The author mentions this in the book, volunteering to help in battered women's shelters, in places where women like her, in their sixties and beyond, find reading independently in the sciences opens the floodgates of learning and sharing with others views on her beloved subjects--genealogy, nutrition, and reading about a variety of metabolic responses to nutrition, the study of ancestry and how archaeology and genetics interact. Grandma's goal was to inspire scientists to share information with one another in fields that normally don't communicate as often as they should.
Because grandma dared to write books based on her lifelong friendships, conversations, correspondences, and interviews with a wide variety of geneticists, scientists, family historians, and physicians, she has been literally put down for not having any credentials. Well, she does have an excellent community college teaching credential in language arts and literature, but, just by talking to scientists or writing to them and asking whether they would be interested in allowing her to compile their expertise into a book, has met with as you see, mixed reactions.

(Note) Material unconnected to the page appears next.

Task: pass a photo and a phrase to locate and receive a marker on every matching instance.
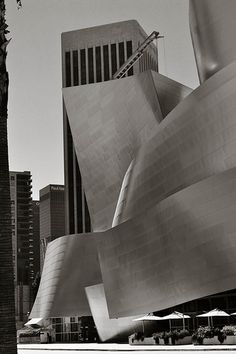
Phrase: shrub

Just for behaving as a journalist has been called a no-no just because she is a woman with multiple physical disabilities, but a mind that yearns to read and inspire scientists to share with one another knowledge. You see, scientists don't share enough, and this book meant for the general consumer, opens the door to the resources for which the reader can then contact more experts in the various fields covered. That's why I loved this book. It dared to take a white haired lady with little mobility and a background of being a loving grandma to eight, and a person who has shared full-time volunteerism for a lifetime, and allow her to read in the sciences independently and then interview people to gain more expertise for the book, of which all material has been approved with blessings from those who volunteered in turn to share their knowledge. We are thankful to all.
Interestingly, my mom notes that in the seventies when Elaine Morgan wrote "Descent of Woman," she was called "just a housewife" by the scientists and her views on anthropology was rejected for more than 30 years until scientists finally invited her to a professional conference in South Africa to present her views on her anthropological theories. Times haven't changed. Here we have another similar woman on the mommy track, grandma, who for her love of reading anthropology and genetics books, also dared to write a book, and what do you get? The same type of reactions from people saying, go read a book written by scientists, not by my grandma who "spends her time crocheting blankets for the homeless" at senior centers.
When are we going to learn that it's perfectly okay to be a woman, over 60-something, with disabilities of vision and hearing, and still, like Hellen Keller, write a book on a beloved subject.
What would you recommend women like this do instead? Wouldn't you rather have a warm, fuzzy book where the author puts in a bit of her life history to share the human-ness of it all, in the book along with DNA expertise and genealogy resources? Or would you rather stick to the books written by men with degrees without the warm, woman's touch? Why must science be so utterly cold? Why can't it be warm and friendly like grandma? She's written other, much thicker in size books on DNA, genealogy, and nutrition also.
So I'd like to ask you to look at her last book--Find Your Personal Adam& Eve. The ISBN number is 0-595-30633-0. And thank you to the scientists who were willing to share and approve their information and their expertise with my grandma.
This perhaps will open doors so scientists will share information with one another. You see, the race for government funding often prevents scientists from sharing and communicating with one another as often as the consumer would like. Thank you for listening to a college student.